Yeni Türkiye'nin kültürel merkeziyetçiliğinde başlayan bu başkalık, yani matbuat, Üniversite, Yüksek Öğretim, nihayet sanat ve temaşa hayatına sahip İstanbul ve Ankara, İmparatorluk Türkiye'sinin mustarip olduğu "Kültür hayatında ademi merkeziyet" belli bir maarif ve hars politikasının neticesi olarak belirmedi. Daha ziyade Devlet merkezinin Boğaziçi'nden Anadolu içerilerine götürülmesinin tabii neticesi olarak kendini gösterdi. Bununla beraber İnkılabın ta ilk günlerinden itibaren bir Doğu Üniversitesi hayalinin nasıl vakit vakit zihinleri işgal ettiğine bakılırsa, 1923-50 arasındaki Türkiye, memleketi, fikri ve harsi hayatta ademi merkeziyete kavuşturma siyasetine yabancı değildi. Nihayet 1950-60 arasında bu hayaller gerçekleşme yoluna girdi. Türkiye'nin başlıca mıntıkalarında birer Yüksek Öğretim yuvası vücuda getirmek istendi. Bizde sosyal hareketlere rehberlik eden kanun yapmama karizması, bu iş için de kullanıldı. İzmir'de Ege, Erzurum'da Atatürk adlarını taşıyan Üniversitelerden birincisi birkaç seneden beri faaliyette ve Batı Anadolu'nun gençliğini kendisine doğru celbetmektedir. Diğerinin üzerinde nasıl durulduğunu biliyoruz. Nihayet Orta Anadolu için bir Selçuk, Şimal Anadolu için de bir Karadeniz Üniversiteleri tasavvuru, bir gazete haberine göre "önümüzdeki 25 yılda Üniversite sayısının on beşe çıkarılacağı" düşüncesi de bu kadro içinde mütalaa edilmelidir.

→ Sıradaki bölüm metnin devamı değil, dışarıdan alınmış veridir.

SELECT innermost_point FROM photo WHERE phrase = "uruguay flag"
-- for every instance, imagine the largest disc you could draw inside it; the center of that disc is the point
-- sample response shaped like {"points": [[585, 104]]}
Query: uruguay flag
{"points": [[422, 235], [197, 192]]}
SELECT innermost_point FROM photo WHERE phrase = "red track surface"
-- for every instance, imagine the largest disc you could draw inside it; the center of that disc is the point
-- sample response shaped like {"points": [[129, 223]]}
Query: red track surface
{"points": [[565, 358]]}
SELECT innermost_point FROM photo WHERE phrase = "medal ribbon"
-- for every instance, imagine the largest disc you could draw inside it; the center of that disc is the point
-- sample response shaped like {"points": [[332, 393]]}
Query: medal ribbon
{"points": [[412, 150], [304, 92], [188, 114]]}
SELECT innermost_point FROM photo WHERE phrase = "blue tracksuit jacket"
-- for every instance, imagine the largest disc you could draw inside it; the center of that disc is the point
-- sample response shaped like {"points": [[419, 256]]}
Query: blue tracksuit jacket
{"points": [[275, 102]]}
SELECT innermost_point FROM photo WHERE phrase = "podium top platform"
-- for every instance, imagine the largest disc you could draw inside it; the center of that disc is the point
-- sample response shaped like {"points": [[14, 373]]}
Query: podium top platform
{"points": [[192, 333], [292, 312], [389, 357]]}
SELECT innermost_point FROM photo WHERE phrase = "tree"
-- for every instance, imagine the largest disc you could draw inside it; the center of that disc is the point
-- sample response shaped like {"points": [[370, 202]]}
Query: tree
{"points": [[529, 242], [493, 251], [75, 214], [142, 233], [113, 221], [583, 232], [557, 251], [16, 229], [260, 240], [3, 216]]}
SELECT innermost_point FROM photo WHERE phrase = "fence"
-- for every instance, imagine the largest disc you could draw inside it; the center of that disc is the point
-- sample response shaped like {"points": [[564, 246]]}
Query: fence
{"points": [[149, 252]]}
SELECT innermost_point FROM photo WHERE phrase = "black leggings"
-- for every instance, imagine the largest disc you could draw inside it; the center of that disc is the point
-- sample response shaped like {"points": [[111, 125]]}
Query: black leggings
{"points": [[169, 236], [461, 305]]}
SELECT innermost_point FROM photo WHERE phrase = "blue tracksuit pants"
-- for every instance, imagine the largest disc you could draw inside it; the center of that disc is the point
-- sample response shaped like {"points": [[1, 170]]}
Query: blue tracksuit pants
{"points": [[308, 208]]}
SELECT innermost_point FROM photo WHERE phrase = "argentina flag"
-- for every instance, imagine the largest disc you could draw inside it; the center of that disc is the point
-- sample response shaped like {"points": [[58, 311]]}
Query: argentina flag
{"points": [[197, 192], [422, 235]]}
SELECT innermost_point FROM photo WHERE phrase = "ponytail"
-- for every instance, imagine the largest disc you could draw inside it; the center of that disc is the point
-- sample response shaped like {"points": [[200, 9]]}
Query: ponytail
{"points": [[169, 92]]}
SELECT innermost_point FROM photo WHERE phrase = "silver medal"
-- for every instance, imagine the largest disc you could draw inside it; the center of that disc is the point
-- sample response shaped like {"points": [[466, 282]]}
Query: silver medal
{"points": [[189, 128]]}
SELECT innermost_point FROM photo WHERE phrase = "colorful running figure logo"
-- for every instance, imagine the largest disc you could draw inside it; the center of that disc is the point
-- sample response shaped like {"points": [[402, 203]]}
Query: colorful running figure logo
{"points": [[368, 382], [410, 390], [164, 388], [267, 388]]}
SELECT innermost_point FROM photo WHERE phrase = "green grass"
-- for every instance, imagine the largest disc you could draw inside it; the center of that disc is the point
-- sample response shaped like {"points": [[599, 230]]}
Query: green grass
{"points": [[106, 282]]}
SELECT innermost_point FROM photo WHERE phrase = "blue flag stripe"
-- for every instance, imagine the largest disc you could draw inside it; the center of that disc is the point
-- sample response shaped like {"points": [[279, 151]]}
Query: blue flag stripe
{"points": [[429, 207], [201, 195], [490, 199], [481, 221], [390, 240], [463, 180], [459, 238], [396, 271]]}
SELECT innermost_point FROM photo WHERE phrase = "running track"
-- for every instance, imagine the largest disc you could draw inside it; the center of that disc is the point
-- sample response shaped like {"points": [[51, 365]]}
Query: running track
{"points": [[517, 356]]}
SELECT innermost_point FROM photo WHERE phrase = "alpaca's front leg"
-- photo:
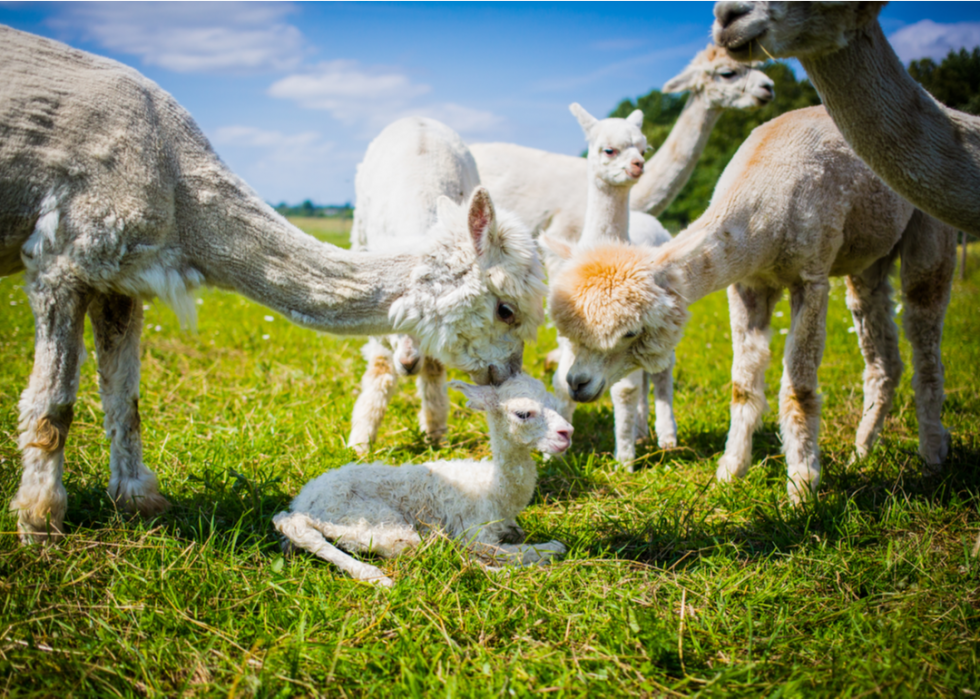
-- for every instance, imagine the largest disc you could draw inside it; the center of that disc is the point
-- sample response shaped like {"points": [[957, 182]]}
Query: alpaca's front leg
{"points": [[870, 302], [302, 532], [116, 323], [626, 398], [751, 311], [799, 402], [928, 261], [47, 405], [434, 413], [377, 387], [663, 397]]}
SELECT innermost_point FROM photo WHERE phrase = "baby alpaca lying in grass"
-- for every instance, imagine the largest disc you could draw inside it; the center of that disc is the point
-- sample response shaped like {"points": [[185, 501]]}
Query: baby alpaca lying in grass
{"points": [[382, 509]]}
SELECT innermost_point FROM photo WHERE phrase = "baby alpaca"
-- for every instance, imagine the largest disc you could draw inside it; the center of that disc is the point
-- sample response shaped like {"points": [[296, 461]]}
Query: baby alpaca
{"points": [[615, 165], [383, 509]]}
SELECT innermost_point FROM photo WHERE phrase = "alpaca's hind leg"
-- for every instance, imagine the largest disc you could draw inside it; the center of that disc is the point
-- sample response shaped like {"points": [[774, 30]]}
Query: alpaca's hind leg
{"points": [[799, 401], [870, 302], [625, 395], [47, 405], [751, 311], [434, 413], [928, 261], [377, 387], [663, 401], [303, 533], [116, 323]]}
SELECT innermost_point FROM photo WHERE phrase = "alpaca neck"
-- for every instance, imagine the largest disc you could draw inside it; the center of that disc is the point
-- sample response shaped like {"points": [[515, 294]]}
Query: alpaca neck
{"points": [[607, 211], [515, 472], [238, 242], [666, 173], [925, 152], [710, 255]]}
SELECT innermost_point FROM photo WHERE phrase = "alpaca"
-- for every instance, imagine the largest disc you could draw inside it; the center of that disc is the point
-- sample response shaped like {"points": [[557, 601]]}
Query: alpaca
{"points": [[405, 170], [926, 152], [794, 207], [383, 509], [109, 192], [547, 189], [615, 163]]}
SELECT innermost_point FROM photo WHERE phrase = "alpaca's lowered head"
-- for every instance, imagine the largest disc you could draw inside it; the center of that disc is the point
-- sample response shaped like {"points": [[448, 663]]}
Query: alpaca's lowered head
{"points": [[617, 312], [616, 146], [724, 82], [760, 30], [477, 293], [521, 412]]}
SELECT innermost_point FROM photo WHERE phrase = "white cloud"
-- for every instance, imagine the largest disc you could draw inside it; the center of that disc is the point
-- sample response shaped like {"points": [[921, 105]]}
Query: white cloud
{"points": [[190, 37], [931, 39], [373, 97]]}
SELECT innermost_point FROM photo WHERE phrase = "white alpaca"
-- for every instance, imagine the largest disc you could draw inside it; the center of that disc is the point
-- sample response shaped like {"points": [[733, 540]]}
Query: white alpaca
{"points": [[110, 192], [405, 170], [615, 164], [548, 190], [383, 509], [794, 207], [926, 152]]}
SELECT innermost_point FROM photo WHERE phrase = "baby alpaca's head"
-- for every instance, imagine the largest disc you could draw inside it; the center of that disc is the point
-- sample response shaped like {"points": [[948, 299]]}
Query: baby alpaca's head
{"points": [[616, 146], [522, 411]]}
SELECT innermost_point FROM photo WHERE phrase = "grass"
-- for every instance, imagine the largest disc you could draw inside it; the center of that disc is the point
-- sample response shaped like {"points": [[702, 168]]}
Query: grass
{"points": [[671, 587]]}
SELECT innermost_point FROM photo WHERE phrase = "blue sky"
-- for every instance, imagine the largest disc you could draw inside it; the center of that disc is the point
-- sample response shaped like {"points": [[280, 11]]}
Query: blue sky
{"points": [[291, 94]]}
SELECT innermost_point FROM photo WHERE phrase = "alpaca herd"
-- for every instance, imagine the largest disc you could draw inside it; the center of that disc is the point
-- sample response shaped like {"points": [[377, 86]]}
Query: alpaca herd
{"points": [[110, 193]]}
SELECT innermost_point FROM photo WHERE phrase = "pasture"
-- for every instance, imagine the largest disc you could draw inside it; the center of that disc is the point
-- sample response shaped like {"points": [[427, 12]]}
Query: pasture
{"points": [[671, 587]]}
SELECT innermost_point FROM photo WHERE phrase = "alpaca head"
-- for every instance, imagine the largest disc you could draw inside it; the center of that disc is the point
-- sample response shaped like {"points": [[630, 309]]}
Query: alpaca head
{"points": [[477, 293], [521, 411], [723, 82], [616, 146], [617, 313], [753, 31]]}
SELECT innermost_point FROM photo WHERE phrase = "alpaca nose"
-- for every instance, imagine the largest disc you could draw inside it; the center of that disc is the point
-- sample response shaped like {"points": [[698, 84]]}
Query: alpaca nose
{"points": [[728, 12]]}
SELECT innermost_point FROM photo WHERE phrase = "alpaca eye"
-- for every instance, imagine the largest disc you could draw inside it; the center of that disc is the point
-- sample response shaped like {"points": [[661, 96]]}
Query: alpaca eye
{"points": [[505, 312]]}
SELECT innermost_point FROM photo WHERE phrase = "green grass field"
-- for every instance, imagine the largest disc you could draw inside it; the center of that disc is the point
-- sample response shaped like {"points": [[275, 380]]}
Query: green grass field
{"points": [[672, 586]]}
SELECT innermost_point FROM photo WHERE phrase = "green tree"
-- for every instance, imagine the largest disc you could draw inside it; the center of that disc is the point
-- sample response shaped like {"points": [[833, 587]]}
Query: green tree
{"points": [[660, 111], [955, 82]]}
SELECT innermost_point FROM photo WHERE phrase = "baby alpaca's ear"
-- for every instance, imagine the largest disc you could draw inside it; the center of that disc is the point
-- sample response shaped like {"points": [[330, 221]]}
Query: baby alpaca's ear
{"points": [[478, 397]]}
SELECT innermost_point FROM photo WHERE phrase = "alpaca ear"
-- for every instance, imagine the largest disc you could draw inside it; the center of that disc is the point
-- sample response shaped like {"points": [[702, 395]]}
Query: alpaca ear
{"points": [[679, 83], [585, 120], [480, 219], [477, 397], [561, 248]]}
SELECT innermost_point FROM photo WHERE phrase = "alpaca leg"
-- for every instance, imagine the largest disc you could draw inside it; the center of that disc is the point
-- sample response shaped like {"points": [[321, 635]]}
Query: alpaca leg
{"points": [[928, 261], [566, 406], [663, 401], [116, 323], [751, 311], [377, 387], [434, 414], [518, 554], [47, 407], [301, 531], [799, 401], [870, 302], [626, 396]]}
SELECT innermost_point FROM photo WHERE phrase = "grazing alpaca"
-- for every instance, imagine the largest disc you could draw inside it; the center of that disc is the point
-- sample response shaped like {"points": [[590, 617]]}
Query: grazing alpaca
{"points": [[926, 152], [547, 190], [794, 207], [382, 509], [109, 192], [615, 164], [405, 170]]}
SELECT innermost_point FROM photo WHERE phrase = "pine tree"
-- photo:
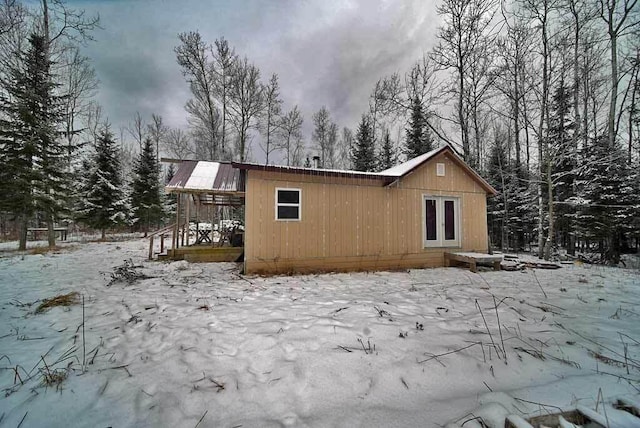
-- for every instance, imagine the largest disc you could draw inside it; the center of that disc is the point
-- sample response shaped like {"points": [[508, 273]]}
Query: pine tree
{"points": [[363, 155], [606, 198], [146, 201], [498, 207], [32, 153], [563, 163], [104, 204], [419, 139], [387, 157]]}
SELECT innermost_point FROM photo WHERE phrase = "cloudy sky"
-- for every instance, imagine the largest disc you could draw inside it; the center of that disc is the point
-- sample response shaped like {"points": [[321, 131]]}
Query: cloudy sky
{"points": [[324, 52]]}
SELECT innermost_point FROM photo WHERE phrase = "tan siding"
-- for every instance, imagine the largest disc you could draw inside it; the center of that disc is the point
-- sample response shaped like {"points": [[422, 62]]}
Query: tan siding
{"points": [[354, 223]]}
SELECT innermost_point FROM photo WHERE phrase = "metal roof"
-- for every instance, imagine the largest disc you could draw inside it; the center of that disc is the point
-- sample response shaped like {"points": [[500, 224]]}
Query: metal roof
{"points": [[387, 177]]}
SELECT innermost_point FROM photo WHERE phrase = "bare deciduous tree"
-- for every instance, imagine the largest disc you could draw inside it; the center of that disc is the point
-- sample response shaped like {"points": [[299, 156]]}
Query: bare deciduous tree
{"points": [[193, 56], [620, 16], [466, 23], [246, 102], [270, 118]]}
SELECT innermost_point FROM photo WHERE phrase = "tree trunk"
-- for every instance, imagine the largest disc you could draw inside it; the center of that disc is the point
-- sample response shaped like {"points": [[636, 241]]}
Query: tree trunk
{"points": [[22, 232], [51, 233], [550, 232], [614, 87]]}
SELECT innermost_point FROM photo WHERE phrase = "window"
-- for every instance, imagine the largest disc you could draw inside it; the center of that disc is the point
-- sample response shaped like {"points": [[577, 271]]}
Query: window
{"points": [[441, 221], [288, 204]]}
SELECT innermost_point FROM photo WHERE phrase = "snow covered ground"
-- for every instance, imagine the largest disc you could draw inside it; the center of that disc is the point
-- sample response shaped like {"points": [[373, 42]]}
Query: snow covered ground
{"points": [[198, 344]]}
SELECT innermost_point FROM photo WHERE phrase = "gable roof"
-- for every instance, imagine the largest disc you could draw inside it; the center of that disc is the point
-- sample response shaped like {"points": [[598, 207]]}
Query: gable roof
{"points": [[412, 164], [389, 176]]}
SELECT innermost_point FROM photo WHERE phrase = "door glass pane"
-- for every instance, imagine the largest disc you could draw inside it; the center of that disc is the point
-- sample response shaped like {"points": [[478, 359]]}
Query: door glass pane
{"points": [[449, 221], [431, 219]]}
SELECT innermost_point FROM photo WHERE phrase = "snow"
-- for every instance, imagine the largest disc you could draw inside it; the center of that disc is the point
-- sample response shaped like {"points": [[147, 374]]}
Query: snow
{"points": [[199, 342], [403, 168], [203, 176]]}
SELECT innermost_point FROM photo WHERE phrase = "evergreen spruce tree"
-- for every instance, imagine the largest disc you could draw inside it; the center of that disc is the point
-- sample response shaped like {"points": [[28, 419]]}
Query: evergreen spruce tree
{"points": [[606, 199], [563, 157], [146, 201], [32, 154], [104, 204], [419, 139], [498, 175], [363, 155], [387, 157]]}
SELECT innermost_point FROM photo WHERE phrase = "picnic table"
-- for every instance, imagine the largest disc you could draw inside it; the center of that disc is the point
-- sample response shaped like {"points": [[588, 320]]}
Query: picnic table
{"points": [[34, 231]]}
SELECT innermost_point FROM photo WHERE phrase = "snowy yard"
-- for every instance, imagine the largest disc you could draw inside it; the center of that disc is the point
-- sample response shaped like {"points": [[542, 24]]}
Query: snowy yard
{"points": [[198, 344]]}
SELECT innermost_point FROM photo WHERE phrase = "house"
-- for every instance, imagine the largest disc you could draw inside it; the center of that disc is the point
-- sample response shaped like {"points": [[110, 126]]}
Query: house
{"points": [[408, 216], [308, 220]]}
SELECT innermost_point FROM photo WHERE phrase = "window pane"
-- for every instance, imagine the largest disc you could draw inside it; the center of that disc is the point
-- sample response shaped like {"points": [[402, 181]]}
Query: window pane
{"points": [[285, 212], [288, 197], [449, 221], [431, 219]]}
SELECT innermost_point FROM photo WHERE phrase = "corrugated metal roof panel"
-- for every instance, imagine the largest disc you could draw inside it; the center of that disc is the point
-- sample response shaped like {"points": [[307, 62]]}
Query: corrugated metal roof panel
{"points": [[199, 176], [182, 175]]}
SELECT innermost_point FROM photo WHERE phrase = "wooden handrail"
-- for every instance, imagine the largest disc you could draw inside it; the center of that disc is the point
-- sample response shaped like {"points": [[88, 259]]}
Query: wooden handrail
{"points": [[165, 229]]}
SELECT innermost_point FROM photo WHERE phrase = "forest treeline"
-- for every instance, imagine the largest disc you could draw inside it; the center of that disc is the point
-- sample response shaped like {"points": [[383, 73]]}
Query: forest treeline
{"points": [[540, 96]]}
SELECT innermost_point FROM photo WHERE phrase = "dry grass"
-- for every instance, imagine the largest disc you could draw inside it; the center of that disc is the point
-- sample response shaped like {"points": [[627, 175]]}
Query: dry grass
{"points": [[54, 378], [69, 299]]}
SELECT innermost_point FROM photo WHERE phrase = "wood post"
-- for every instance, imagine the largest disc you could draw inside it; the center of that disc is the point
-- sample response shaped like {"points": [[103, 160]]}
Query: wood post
{"points": [[176, 227], [151, 247], [187, 218]]}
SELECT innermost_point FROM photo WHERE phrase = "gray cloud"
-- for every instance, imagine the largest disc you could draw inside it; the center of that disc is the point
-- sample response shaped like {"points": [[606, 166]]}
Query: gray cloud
{"points": [[325, 53]]}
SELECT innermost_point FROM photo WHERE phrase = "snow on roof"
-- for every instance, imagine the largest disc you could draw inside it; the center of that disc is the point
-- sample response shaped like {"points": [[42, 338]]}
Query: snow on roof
{"points": [[204, 176], [405, 167]]}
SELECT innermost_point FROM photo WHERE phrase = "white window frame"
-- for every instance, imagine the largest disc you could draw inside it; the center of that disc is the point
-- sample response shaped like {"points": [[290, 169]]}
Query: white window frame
{"points": [[299, 204], [440, 242]]}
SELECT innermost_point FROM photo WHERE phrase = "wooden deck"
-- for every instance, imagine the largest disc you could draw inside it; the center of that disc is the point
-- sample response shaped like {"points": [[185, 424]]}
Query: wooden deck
{"points": [[472, 259], [204, 253]]}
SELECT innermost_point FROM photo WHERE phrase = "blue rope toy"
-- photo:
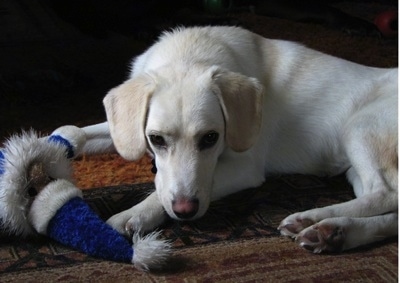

1950-60 devresinin Fabrika kurma hamlesine muvazi olan bu Fakülte ve Üniversite kurma hamlesinin öteden beri mevcut Üniversitelerimizin noksanlarından bahsedildiği bir zamanda ne derece muvaffakiyete götüreceği gibi bir meselenin bulunduğunu kabul ediyoruz...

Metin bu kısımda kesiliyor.